En raison de leur légèreté, ils peuvent aussi se trouver sous forme aérosol dans l’atmosphère. Jusqu’à maintenant, l’effet de ces microplastiques en suspension dans l'air sur le climat mondial restait mal connu.

Les autres types de particules en suspension, telles que la poussière minérale, les sulfates et le carbone noir, ont un effet sur le climat.

Par exemple, le carbone noir absorbe le rayonnement visible et infrarouge, ce qui réchauffe l'atmosphère. De leur côté, les sulfates diffusent le rayonnement, ce qui mène à un refroidissement.

Des particules diversifiées

Les microplastiques ne sont pas homogènes comme les autres polluants atmosphériques, puisqu’ils comprennent des centaines de matériaux de tailles et de formes différentes, comme des polymères, des produits chimiques et des pigments.

Pour cette raison, les chercheurs pensent que, de façon générale, les microplastiques peuvent aussi bien refroidir que réchauffer le climat en raison de leur grande hétérogénéité.

Dans leurs travaux, la Dre Laura Revell et ses collègues de l'Université de Canterbury se sont principalement intéressés aux fragments et aux fibres rejetées dans l’atmosphère par les tissus synthétiques, puisque ce sont les seules particules pour lesquels les chercheurs disposent d'assez d’informations concernant leurs propriétés optiques et leurs effets radiatifs directs.

Les résultats de leurs modélisations montrent que ces microplastiques ont un tout petit effet de refroidissement sur le climat, un impact qui n'aurait cependant aucune répercussion sur le climat mondial en raison du réchauffement lié aux gaz à effet de serre.

Sur la base de nos hypothèses, qui sont tirées du nombre limité d'études sur les microplastiques en suspension dans l'air publiées à ce jour, l'impact des microplastiques en suspension dans l'air sur le climat est actuellement faible, comme prévu, explique dans un communiqué la Dre Revell.

Un problème en devenir

Les auteurs de ces travaux publiés dans la revue Nature (Nouvelle fenêtre) (en anglais) estiment qu'il devient urgent de mieux contrôler la quantité de débris plastiques présents dans l'air.

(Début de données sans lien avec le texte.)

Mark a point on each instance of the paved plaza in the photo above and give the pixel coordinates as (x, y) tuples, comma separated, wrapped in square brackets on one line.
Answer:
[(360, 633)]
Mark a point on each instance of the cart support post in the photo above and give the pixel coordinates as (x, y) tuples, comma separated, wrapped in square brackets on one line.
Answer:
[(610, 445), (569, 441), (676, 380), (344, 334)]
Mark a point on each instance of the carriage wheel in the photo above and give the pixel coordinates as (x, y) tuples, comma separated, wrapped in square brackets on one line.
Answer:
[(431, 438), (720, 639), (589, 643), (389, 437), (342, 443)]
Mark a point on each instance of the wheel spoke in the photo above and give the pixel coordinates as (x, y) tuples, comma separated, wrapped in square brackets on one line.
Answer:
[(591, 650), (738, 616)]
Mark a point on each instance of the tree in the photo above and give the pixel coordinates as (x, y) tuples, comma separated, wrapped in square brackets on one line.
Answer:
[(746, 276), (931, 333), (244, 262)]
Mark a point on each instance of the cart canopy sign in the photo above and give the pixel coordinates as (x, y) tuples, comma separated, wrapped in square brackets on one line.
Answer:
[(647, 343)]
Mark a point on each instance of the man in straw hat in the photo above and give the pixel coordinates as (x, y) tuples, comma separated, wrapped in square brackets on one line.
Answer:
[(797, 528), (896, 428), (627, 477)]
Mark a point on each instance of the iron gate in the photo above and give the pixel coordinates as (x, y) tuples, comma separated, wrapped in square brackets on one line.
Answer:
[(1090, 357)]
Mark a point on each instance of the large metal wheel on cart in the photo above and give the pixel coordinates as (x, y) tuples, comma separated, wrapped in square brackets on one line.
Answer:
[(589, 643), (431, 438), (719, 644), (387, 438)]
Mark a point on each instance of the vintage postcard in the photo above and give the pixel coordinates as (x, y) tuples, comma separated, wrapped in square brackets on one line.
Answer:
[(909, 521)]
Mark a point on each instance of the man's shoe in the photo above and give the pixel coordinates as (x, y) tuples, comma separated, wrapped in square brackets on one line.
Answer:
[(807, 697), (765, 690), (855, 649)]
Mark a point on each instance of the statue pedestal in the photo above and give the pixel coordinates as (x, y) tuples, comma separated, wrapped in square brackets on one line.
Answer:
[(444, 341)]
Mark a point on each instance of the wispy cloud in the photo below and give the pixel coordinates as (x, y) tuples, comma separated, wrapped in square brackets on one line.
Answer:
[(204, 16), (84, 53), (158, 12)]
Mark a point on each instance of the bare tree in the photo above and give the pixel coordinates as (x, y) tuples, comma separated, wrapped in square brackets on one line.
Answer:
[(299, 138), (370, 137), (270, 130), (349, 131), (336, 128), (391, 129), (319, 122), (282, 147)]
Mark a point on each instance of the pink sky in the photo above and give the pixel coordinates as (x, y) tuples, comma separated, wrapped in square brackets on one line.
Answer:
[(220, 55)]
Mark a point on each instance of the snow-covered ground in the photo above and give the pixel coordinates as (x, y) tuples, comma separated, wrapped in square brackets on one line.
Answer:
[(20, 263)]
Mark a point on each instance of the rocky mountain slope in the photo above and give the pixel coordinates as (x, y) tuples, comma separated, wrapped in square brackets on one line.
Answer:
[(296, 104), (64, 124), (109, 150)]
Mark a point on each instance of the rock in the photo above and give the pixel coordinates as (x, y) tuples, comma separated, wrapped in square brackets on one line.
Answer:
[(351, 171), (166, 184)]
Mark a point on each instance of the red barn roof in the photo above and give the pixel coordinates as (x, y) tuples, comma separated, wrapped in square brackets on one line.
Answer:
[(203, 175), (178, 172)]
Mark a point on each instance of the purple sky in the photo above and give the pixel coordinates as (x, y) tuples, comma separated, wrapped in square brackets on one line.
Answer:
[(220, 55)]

Environ cinq milliards de tonnes de déchets plastiques se sont accumulées dans les dépotoirs ou dans l'environnement à ce jour, une quantité qui devrait doubler au cours des 30 prochaines années si les tendances actuelles de la production de plastique et de la gestion des déchets se poursuivent, notent les chercheurs.

Si nous ne prenons pas, en tant qu'espèce, des mesures sérieuses pour lutter contre la pollution par les microplastiques, la production de plastique et les pratiques de gestion des déchets, alors la quantité de microplastiques continuera d'augmenter dans l'atmosphère et finira par contribuer aux changements climatiques futurs, conclut la Dre Revell.